FIG. 13 is a flowchart for describing a method of providing information about similar items based on machine learning according to an example embodiment.

In operation S1310, the method may receive information about a target item. The information about the target item may refer to new item data that has not been previously received or stored. Here, the information about the target item may include information about a plurality of attributes related to the target item. Alternatively, the information about the target item may include required attribute information related to the target item and optional attribute information related to the target item. Meanwhile, while receiving the information about the target item in operation S1310, pre-processing of removing characters irrelevant to similarity analysis from the received information about the target item may be performed. At this time, a character string corresponding to the information about the target item may be generated on the basis of information derived according to a result of the pre-processing.

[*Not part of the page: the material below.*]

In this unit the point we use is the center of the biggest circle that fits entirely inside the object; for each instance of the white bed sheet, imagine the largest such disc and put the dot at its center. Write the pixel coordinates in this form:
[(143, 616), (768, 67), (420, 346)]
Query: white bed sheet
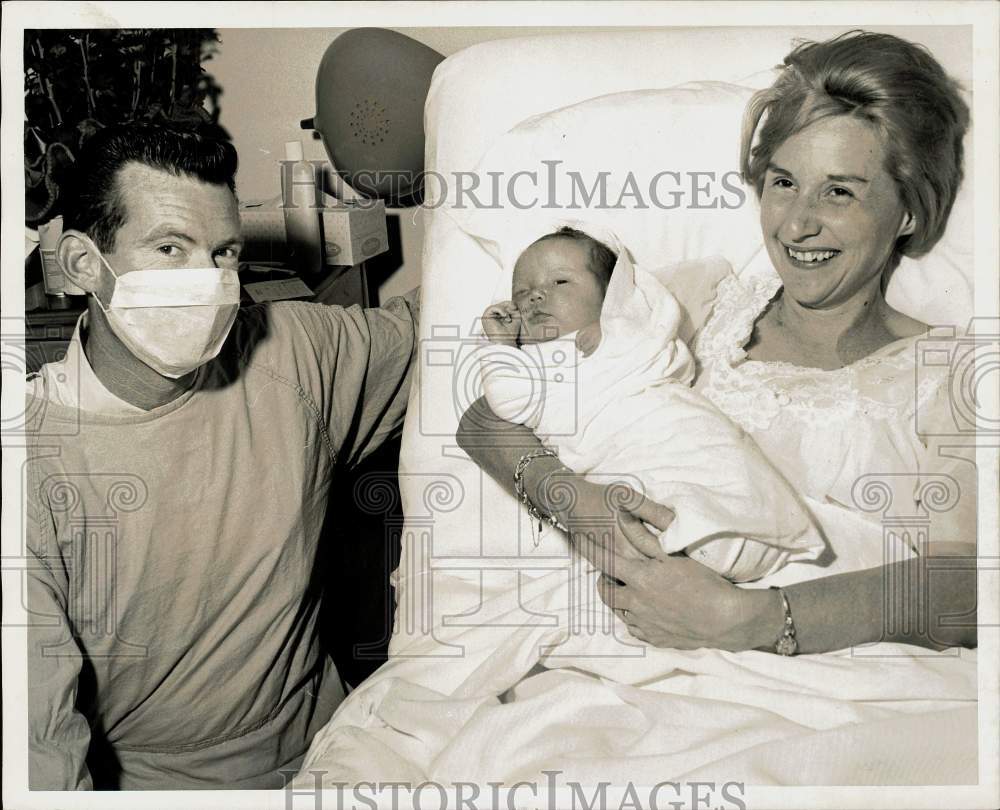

In operation S1320, the method may generate a target vector on the basis of the character string corresponding to the information about the target item using a machine learning model. According to an example embodiment, the character string may be generated by concatenating at least some of information about the plurality of attributes on the basis of the order according to the learning model. Alternatively, the character string may be generated concatenating at least some of the optional attribute information and the required attribute information depending on the order according to the learning model. In this case, a delimiter may be included between each attribute information in the character string. Meanwhile, when information about a specific order among the order according to the learning model is not input in the information about the target item, the character string may be generated by including a character corresponding to a space character in the specific order. A character corresponding to the space character may be a predetermined character, for example, may be “0”. By configuring the character string as described above, a similarity determination may be performed for a character, which is not input, without additional consideration.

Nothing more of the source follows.